Just to recap here - the head of the COP28, the United Nations climate conference this year - He is also the head of the state-run oil company for the United Arab Emirates. And he’s in some hot water for saying he’s against phasing out fossil fuels - which seems contradictory. But you know what he’s bullish about?
Artificial intelligence.
David Rolnick: In these cases, new technologies can sound like a great idea, even if they don't actually provide the answers to the hard choices that society needs to make.
Taylor Quimby: It reminds me a little bit about the search for happiness. In that there is so much literature out there about how to be happy. And I’ve looked through it, and I’m always like, “oooooh I know this.” I know what the answers kind of are, it’s just hard to do them. It’s like ‘connect with other human beings’,’get good exercise’, ‘sleep well’.
Nate Hegyi: Exactly. We know what the answers are, we just keep trying.. We keep trying to build away our problems.
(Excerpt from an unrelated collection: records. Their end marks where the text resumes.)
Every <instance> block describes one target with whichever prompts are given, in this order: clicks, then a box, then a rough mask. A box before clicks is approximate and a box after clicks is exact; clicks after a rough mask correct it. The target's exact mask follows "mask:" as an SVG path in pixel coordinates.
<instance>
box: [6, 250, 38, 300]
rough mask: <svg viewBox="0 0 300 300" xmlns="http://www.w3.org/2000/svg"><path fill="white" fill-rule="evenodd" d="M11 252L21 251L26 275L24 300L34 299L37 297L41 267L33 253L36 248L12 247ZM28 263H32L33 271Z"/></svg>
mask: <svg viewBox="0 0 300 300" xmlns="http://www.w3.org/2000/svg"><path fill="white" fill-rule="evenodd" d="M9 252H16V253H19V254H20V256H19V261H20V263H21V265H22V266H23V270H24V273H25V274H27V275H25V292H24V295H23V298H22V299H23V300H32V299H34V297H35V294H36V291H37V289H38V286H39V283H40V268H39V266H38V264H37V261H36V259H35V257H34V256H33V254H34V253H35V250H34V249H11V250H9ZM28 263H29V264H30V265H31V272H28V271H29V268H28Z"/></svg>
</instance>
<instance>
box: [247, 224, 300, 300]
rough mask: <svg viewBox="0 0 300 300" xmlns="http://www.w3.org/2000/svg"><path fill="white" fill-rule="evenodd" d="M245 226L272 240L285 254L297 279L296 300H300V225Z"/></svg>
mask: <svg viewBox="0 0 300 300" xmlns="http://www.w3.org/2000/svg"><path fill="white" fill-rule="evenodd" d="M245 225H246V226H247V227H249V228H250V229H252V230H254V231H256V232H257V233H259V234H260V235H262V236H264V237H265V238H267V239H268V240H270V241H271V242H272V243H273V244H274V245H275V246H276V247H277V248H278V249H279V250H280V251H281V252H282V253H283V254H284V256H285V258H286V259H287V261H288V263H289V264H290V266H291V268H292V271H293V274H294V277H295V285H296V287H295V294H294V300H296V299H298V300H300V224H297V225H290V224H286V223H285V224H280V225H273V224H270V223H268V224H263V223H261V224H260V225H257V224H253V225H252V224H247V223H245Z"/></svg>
Taylor Quimby: We want the easy answer, and something like CHatGPT promises the easy answers of all. I cannot tell you how tempted I am to ask CHatGPT how to solve the climate change problem. But I know what it’s going to tell me.
Nate: …What is it going to tell you?
Taylor Quimby: It’s going to tell us to get off of fossil fuels. Or if it doesn’t that’s an even bigger problem. [imitates villain voice] “Yes, human, I think what you should do is extract more oil… “
Nate Hegyi: “Get off of fossil fuels, except when it comes to creating my server farms.”